Örtliche Handwerker beauftragen und sich nicht unter Druck setzen lassen

Immer wieder warnen Verbraucherschutzorganisationen und auch seriöse Handwerker vor betrügerischen Schlüsseldiensten. „Fast jede Woche erscheint dazu ein Artikel in irgendeiner Zeitung“, meint Friedemann Stiller von Schlüssel-Schmid in Tübingen. „Doch die Leute lernen es nie.“

Was kann man aus seiner Sicht tun, um böse Überraschungen zu vermeiden? „Regionale Handwerker beauftragen“, sagt Stiller. Wer sein Geschäft vor Ort betreibt, könne es sich nicht leisten, Kunden übers Ohr zu hauen.

Ähnliches rät die Verbraucherzentrale Baden-Württemberg: „Bevorzugen Sie ortsansässige Firmen, um die Fahrtkosten gering zu halten. Vergleichen Sie die Preise der Anbieter und achten Sie auf Wochenend- und Nachtzuschläge. Lassen Sie sich vom Handwerker nicht unter Druck setzen.“

In einer bundesweiten Umfrage unter 600 Schlüsseldiensten hat die Verbraucherzentrale ermittelt, wie viel eine einfache Türöffnung kostet - sowohl an Werktagen wie auch nachts, an Sonn- und Feiertagen. Die Ergebnisse wurden pro Bundesland in einen Durchschnittspreis umgerechnet. Demnach kostet eine Türnotöffnung in Baden-Württemberg an einem Werktag durchschnittlich 80,84 Euro (ohne Anfahrt), an Sonn- und Feiertagen sowie nachts 148,93 Euro.

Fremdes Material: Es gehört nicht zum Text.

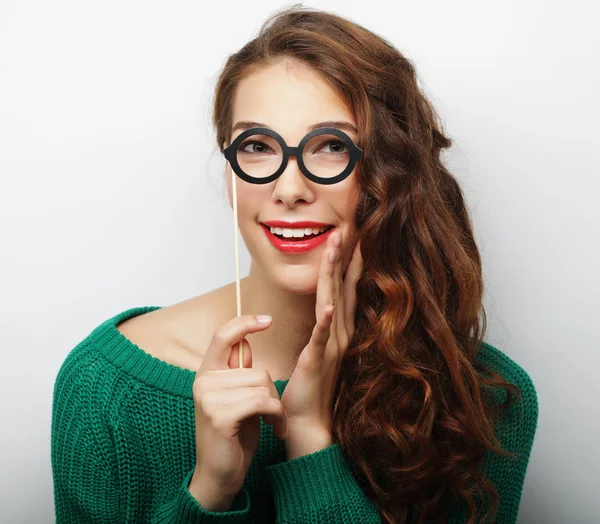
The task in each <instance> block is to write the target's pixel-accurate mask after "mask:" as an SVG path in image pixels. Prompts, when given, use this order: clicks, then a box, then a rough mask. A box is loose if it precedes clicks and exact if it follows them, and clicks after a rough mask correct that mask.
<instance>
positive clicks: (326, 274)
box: [315, 235, 333, 320]
mask: <svg viewBox="0 0 600 524" xmlns="http://www.w3.org/2000/svg"><path fill="white" fill-rule="evenodd" d="M332 250H333V243H332V239H331V235H329V237H328V238H327V241H326V242H325V249H324V250H323V256H322V257H321V266H320V267H319V279H318V281H317V294H316V303H315V318H316V319H317V320H318V319H319V318H320V317H321V315H322V314H323V308H324V307H325V306H327V305H328V304H331V303H332V299H331V295H332V293H331V280H332V277H331V262H330V261H329V254H330V253H331V252H332Z"/></svg>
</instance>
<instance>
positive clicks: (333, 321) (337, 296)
mask: <svg viewBox="0 0 600 524" xmlns="http://www.w3.org/2000/svg"><path fill="white" fill-rule="evenodd" d="M337 234H339V235H340V239H341V240H342V242H341V246H340V247H339V248H337V251H336V260H335V267H334V271H333V303H334V304H335V311H334V319H333V323H332V326H331V331H332V333H334V334H335V340H334V341H333V343H334V344H335V347H338V344H339V347H340V348H341V349H342V350H344V349H345V348H346V345H347V344H348V342H347V339H348V335H347V333H346V318H345V310H346V305H345V303H344V302H345V300H344V286H343V282H342V263H343V261H342V258H343V257H342V253H343V251H342V246H343V245H344V244H343V236H342V233H341V232H339V233H337Z"/></svg>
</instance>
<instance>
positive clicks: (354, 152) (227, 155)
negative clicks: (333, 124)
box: [223, 127, 362, 185]
mask: <svg viewBox="0 0 600 524" xmlns="http://www.w3.org/2000/svg"><path fill="white" fill-rule="evenodd" d="M223 155H225V158H226V159H227V160H228V161H229V163H230V164H231V168H232V169H233V171H234V172H235V173H236V174H237V175H238V176H239V177H240V178H241V179H242V180H245V181H246V182H250V183H251V184H268V183H269V182H272V181H273V180H275V179H276V178H277V177H278V176H279V175H281V173H283V172H284V171H285V168H286V167H287V163H288V159H289V158H290V157H291V156H295V157H296V160H297V162H298V167H299V168H300V171H302V174H303V175H304V176H305V177H306V178H308V179H309V180H312V181H313V182H316V183H317V184H325V185H329V184H336V183H338V182H341V181H342V180H344V179H345V178H346V177H347V176H348V175H349V174H350V173H352V170H353V169H354V167H355V166H356V163H357V162H358V161H359V160H360V158H361V156H362V150H361V149H360V148H359V147H358V146H357V145H356V144H355V143H354V142H353V141H352V139H351V138H350V137H349V136H348V135H347V134H346V133H344V132H343V131H341V130H339V129H337V128H334V127H321V128H317V129H314V130H313V131H311V132H310V133H308V134H307V135H306V136H305V137H304V138H303V139H302V140H301V141H300V144H299V145H298V146H297V147H291V146H288V145H287V144H286V143H285V141H284V140H283V138H282V137H281V135H279V134H278V133H276V132H275V131H273V130H272V129H269V128H267V127H253V128H251V129H247V130H246V131H244V132H242V133H240V134H239V135H238V136H237V137H236V138H235V140H234V141H233V142H232V143H231V144H230V145H229V146H227V147H226V148H225V149H224V150H223Z"/></svg>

Wenig Chancen sieht der Rottenburger Rechtsanwalt Peter Schmarsli, Geld für eine einmal bezahlte Rechnung wiederzubekommen – auch wenn diese überhöht erscheint. Man könne den Schlüsseldienst im Prinzip nur wegen Wuchers belangen, erklärt er. Doch die deutschen Gerichte würden in der Regel erst ab der doppelten ortsüblichen Summe einen Straftatbestand anerkennen. Auch zivilrechtlich bestehe kaum eine Chance, den Schlüsseldiensten beizukommen, die in einem rechtlichen Graubereich agieren würden.

Ratsam ist hingegen, sich nicht an der Haustür von Handwerkern unter Druck setzen zu lassen. Jeder Auftraggeber hat das Recht, Rechnungen nicht sofort bar zu bezahlen. So kann man die Forderung in Ruhe prüfen und bei Bedarf einen Anwalt einschalten.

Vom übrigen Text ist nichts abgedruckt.